My daughter’s face lit up. This she understood. She speaks in stories, lives in stories. It can often take 20 minutes of questions to get past the story to the real truth of her day.
“So, it is N.O.K.?”
“Yes, of course!”
Instantly, the spring was back in her step. She twirled over to the photo and planted an enormous kiss on N.O.K.’s cheek.
I wish I could say it was the first time that I lied to my kid. But, it wasn’t. Not even close.
I started out with good intentions, I really did. When she was small and insisted on believing in Santa Claus, even though I told her that Jewish kids don’t believe in Santa, even though I insisted that he was pretend, I held my ground.
Until the day when her eyes grew round and wet and she sobbed into my arms.
“He is real, Mama! I saw him at the mall and he winked at me!”

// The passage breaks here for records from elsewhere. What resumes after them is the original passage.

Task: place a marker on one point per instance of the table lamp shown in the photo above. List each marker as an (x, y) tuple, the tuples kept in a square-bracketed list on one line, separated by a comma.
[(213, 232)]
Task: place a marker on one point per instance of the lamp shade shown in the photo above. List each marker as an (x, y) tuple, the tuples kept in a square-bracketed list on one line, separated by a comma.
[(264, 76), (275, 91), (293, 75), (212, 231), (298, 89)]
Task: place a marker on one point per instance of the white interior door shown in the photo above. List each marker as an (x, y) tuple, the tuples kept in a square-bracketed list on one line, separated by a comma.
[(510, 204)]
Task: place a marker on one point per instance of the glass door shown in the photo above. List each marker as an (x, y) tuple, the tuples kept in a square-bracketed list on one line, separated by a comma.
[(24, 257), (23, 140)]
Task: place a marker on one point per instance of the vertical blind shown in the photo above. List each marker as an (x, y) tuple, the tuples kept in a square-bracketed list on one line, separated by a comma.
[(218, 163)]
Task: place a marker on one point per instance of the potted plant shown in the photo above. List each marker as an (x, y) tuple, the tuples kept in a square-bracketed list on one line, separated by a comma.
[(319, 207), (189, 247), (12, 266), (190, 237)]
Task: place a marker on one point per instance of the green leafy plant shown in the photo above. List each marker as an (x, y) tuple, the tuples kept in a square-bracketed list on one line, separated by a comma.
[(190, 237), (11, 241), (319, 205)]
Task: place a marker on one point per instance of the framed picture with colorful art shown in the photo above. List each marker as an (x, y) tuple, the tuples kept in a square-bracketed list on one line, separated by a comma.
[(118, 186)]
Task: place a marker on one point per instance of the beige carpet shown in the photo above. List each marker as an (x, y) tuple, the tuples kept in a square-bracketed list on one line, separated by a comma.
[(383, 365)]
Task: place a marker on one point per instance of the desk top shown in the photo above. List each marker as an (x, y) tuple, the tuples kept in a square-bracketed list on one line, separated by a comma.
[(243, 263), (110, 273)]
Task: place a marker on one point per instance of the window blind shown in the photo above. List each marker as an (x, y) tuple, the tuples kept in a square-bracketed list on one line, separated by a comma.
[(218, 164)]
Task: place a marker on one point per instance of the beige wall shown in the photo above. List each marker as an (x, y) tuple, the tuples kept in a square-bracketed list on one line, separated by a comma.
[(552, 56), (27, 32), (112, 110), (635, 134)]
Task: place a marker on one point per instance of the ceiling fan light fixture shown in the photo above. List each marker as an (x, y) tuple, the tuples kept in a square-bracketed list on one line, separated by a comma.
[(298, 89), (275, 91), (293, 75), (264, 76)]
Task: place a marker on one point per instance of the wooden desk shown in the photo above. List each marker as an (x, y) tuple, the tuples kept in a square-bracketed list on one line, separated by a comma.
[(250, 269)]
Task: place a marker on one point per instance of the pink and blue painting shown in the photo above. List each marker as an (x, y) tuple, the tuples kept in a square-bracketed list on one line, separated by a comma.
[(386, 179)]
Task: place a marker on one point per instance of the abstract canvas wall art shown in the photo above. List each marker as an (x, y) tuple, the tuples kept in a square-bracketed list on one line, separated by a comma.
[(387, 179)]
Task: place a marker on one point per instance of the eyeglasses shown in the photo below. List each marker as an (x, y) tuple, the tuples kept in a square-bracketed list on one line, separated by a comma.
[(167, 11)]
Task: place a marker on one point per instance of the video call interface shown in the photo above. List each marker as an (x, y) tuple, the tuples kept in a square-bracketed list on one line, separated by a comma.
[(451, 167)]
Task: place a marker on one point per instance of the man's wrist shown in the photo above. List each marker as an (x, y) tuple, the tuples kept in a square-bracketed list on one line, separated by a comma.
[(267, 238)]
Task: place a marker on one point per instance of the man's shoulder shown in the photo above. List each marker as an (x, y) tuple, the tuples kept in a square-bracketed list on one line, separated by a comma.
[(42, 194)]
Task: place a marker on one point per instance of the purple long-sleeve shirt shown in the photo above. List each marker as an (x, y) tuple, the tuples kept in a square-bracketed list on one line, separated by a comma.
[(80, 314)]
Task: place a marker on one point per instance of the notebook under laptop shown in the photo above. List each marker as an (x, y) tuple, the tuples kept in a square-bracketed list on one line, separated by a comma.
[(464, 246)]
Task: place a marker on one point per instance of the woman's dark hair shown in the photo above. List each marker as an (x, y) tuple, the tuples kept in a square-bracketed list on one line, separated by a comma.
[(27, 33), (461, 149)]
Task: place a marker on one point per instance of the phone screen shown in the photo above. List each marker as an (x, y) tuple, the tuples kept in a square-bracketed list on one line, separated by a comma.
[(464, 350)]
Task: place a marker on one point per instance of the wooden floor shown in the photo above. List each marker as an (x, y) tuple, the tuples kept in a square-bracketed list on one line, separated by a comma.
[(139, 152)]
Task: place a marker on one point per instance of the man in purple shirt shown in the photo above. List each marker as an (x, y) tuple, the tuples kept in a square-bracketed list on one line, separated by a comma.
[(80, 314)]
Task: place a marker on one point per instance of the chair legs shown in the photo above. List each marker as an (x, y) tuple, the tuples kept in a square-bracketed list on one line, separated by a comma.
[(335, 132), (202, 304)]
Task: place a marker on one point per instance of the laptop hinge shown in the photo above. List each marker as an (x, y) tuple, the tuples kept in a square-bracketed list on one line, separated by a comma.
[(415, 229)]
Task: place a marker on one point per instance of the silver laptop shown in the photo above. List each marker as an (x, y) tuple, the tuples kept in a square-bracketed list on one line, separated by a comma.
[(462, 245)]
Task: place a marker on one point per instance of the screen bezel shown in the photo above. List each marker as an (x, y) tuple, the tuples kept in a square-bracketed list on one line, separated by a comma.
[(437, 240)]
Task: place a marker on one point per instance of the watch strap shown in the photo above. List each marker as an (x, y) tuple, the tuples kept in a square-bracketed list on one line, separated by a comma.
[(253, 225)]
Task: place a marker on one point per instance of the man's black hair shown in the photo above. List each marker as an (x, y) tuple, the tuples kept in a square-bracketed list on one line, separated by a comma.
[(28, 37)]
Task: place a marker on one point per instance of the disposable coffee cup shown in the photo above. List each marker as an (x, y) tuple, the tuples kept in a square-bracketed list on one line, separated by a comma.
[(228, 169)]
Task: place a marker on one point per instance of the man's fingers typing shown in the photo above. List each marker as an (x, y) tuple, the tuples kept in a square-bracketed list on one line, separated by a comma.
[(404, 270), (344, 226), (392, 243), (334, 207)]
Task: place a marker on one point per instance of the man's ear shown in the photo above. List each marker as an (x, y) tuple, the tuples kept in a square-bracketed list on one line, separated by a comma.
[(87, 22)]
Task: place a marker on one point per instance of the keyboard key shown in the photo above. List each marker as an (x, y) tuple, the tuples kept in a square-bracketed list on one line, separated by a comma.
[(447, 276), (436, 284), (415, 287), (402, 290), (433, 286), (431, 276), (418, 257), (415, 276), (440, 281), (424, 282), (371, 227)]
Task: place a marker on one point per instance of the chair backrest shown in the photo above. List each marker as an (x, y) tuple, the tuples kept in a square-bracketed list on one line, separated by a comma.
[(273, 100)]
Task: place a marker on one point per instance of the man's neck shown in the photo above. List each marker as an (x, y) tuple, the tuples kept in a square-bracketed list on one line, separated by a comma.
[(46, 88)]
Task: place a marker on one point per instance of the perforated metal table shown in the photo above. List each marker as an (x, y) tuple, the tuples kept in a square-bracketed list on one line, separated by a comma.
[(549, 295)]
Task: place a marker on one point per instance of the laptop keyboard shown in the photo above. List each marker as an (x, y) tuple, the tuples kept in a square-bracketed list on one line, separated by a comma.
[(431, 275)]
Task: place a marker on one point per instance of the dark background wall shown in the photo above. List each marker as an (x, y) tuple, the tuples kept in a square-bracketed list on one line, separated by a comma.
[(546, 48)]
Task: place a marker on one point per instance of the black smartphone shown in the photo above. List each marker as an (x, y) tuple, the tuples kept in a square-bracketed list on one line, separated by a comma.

I gave in. Just as I did the time when she was certain that fairies had left the little playhouse in our garden and the time she informed me that I was never going to die.
Maybe I gave in because there are far more bad surprises in this world than good ones. Maybe I gave in because my mother was so adamant about us knowing the truth of things that I often missed out on the magic. Maybe I gave in because my daughter just isn’t ready to accept these big truths.
Or maybe I gave in because I can’t bear to see that glowing light in her eyes melt into shimmering puddles on her cheeks.
I don’t know if it’s good parenting or bad parenting to allow her to believe things that just aren’t true. I suspect it’s a little of both. What I do know is that it can’t last forever. Well before either of us is ready, these tiny lies that she holds on to so dearly will fade away, leaving nothing but the naked truth.
When that happens I hope she can forgive me for all the times I let her believe in fairies, all the times I allowed her to bend the truth, all the magic I just couldn’t bear to take from those twinkling brown eyes.